これがどれだけの緊急事態なのかをアリスは理解しているのだろう。
(でも僕じゃ……ああもう、魔法使えたら一発解決なのに! どうしよぅ――そもそもなんでお姉ちゃんは魔法を)
アリスは泣きそうな顔で学園を見上げ深呼吸をする。大きく息を吐いて、吸って――そして体を、心を落ち着かせ、移動を再開した。
(今回のことが終わったら、お姉ちゃんからこの状態でも魔法が使えるようになる方法を教わってやる)
学園に入ったアリスはあたりを見渡すのだけれど、所々に倒れている生徒はいるものの、肝心の人たちが見つからない。
(お姉ちゃんは多分、この状況でも動ける人を用意しているはず。ノアちゃんたちだと思うんだけれど、どこにいるのかな……)
あちこちを飛び回り、動いている人を探すアリスだったのだが、どこを飛び回っても人の姿がなく、停止して壁に寄りかかると、頬を膨らませて涙ぐむ。
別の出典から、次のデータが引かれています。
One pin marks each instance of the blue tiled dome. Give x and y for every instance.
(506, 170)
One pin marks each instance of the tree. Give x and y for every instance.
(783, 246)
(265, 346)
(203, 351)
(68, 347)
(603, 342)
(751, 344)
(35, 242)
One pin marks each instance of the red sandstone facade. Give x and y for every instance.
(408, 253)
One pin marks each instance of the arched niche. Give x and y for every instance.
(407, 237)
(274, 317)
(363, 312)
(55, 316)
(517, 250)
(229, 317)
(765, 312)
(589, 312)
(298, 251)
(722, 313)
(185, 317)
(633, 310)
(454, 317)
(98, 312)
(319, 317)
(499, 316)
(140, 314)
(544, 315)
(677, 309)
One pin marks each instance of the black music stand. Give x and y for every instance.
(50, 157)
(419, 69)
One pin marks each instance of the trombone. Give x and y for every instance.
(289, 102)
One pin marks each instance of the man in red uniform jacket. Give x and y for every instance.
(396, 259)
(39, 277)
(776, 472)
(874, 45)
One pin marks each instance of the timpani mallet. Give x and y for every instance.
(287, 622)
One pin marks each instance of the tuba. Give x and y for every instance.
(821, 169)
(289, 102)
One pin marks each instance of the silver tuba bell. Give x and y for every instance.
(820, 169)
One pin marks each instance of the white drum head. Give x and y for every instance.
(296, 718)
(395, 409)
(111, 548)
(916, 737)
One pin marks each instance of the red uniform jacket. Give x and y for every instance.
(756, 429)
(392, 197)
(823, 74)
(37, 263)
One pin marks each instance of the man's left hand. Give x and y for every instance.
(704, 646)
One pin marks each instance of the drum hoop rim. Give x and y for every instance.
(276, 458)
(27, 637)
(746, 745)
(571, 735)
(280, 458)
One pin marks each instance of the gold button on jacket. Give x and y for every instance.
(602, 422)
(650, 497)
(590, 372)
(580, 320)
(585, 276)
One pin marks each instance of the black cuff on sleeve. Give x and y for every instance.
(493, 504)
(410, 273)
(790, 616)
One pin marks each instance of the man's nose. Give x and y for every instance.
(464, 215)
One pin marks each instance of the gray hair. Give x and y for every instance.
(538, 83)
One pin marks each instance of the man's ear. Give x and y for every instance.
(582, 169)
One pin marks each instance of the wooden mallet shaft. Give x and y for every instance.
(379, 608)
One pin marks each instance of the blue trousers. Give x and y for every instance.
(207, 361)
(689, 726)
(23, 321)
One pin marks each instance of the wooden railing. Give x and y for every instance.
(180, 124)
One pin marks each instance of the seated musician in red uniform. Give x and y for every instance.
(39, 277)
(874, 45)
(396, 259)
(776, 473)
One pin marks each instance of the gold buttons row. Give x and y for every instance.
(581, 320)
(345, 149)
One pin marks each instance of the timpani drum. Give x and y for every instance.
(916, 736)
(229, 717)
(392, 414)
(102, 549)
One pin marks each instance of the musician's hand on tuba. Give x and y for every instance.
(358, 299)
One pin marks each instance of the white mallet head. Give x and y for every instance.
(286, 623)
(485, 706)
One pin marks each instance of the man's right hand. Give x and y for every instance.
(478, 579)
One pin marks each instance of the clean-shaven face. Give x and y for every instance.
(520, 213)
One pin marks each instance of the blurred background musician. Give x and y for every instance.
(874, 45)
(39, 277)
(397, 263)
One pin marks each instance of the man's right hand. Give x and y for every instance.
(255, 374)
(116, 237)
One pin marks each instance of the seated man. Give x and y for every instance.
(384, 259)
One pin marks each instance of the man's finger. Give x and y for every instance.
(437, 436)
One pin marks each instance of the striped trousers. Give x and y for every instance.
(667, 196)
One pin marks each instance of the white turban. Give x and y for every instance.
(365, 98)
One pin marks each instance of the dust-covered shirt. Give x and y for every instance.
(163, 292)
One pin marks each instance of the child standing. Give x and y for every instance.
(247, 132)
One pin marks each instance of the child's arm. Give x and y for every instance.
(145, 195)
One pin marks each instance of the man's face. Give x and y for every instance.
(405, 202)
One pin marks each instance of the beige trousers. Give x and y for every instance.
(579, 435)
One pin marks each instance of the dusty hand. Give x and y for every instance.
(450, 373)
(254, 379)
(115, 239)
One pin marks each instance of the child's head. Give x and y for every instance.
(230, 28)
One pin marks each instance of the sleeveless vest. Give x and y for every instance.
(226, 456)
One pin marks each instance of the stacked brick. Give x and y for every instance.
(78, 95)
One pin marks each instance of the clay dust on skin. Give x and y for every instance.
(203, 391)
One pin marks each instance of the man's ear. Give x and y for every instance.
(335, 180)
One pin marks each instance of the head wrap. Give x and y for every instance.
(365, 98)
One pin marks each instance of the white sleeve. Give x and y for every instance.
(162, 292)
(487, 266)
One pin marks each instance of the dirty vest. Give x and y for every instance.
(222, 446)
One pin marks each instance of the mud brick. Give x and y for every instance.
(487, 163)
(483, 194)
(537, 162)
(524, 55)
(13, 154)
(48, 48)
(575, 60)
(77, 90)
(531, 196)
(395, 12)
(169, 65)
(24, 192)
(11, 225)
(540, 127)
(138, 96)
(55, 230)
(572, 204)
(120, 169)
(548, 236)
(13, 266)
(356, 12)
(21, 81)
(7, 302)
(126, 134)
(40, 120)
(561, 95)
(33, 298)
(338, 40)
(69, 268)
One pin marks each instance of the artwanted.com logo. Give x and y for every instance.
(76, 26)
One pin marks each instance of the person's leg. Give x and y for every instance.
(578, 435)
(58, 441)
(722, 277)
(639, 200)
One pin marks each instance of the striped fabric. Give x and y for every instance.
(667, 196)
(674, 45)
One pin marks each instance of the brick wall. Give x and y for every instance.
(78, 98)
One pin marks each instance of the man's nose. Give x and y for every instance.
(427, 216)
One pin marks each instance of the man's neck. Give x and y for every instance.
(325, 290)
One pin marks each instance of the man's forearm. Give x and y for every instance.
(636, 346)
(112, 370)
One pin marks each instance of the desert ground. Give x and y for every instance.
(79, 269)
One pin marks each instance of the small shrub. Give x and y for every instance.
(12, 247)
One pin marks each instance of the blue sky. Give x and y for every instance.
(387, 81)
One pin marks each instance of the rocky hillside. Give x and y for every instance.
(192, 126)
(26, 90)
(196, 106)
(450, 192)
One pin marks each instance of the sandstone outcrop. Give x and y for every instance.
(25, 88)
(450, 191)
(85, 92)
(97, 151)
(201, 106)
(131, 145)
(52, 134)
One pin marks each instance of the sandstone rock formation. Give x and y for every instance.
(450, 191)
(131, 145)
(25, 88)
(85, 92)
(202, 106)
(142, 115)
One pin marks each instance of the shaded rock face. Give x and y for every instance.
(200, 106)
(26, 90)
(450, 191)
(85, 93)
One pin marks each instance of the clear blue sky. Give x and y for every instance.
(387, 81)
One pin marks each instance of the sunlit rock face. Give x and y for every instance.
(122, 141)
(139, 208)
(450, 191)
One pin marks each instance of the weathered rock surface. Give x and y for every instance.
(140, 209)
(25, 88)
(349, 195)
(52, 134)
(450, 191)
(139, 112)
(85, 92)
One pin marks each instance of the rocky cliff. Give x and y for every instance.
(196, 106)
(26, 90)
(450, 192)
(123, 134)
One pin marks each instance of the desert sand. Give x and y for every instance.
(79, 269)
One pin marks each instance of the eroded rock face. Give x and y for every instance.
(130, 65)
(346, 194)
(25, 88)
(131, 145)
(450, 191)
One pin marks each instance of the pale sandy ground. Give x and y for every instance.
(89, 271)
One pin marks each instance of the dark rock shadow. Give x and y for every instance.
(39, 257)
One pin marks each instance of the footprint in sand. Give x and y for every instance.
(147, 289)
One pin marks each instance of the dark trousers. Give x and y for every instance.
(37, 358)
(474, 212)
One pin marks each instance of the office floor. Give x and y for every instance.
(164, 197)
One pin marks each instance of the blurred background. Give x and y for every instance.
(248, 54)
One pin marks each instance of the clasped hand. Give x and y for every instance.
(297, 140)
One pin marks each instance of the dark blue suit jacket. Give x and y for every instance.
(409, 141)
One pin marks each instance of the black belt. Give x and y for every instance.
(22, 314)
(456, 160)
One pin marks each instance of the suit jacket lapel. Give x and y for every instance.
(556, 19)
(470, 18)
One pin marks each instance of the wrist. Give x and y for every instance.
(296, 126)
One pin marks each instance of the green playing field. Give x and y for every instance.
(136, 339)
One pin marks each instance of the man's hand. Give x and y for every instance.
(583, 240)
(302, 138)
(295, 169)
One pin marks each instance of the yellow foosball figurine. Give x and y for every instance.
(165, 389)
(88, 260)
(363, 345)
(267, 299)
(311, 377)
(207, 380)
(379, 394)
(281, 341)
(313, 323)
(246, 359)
(なんで誰もいないのよぅ……もしかしてやられちゃった? ノーブルラントさんのところの人がこっちにまで来たとか? あぅ、えっと……ベルぅ)
ぽろぽろと涙を流し、その場で膝を曲げて蹲り、顔を膝の間にくっ付けるアリスだったが、ちょうど寄りかかった壁――そこの部屋から話し声が聞こえた。
(――?)
「気分はどうだヴァンガルド」
「……ん、大丈夫、です。あの、ごめんなさい、役に、立てなくて」
「何を言う、君のおかげで切り抜けられたんだ、胸を張りなさい」
「そうですよ、そもそもあんな状況で生徒を立たせてしまうことが問題なのです。謝るのはむしろ私たち教員の方です」
「それに関しては私のミスだ、本当にすまなかった」
アリスがもたれかかった部屋は保健室であった。
そこではアンメライアとアッシュランスが傷ついたミアベリルの治療をしており、3人がそれぞれ保健室にある椅子に腰を下ろしていた。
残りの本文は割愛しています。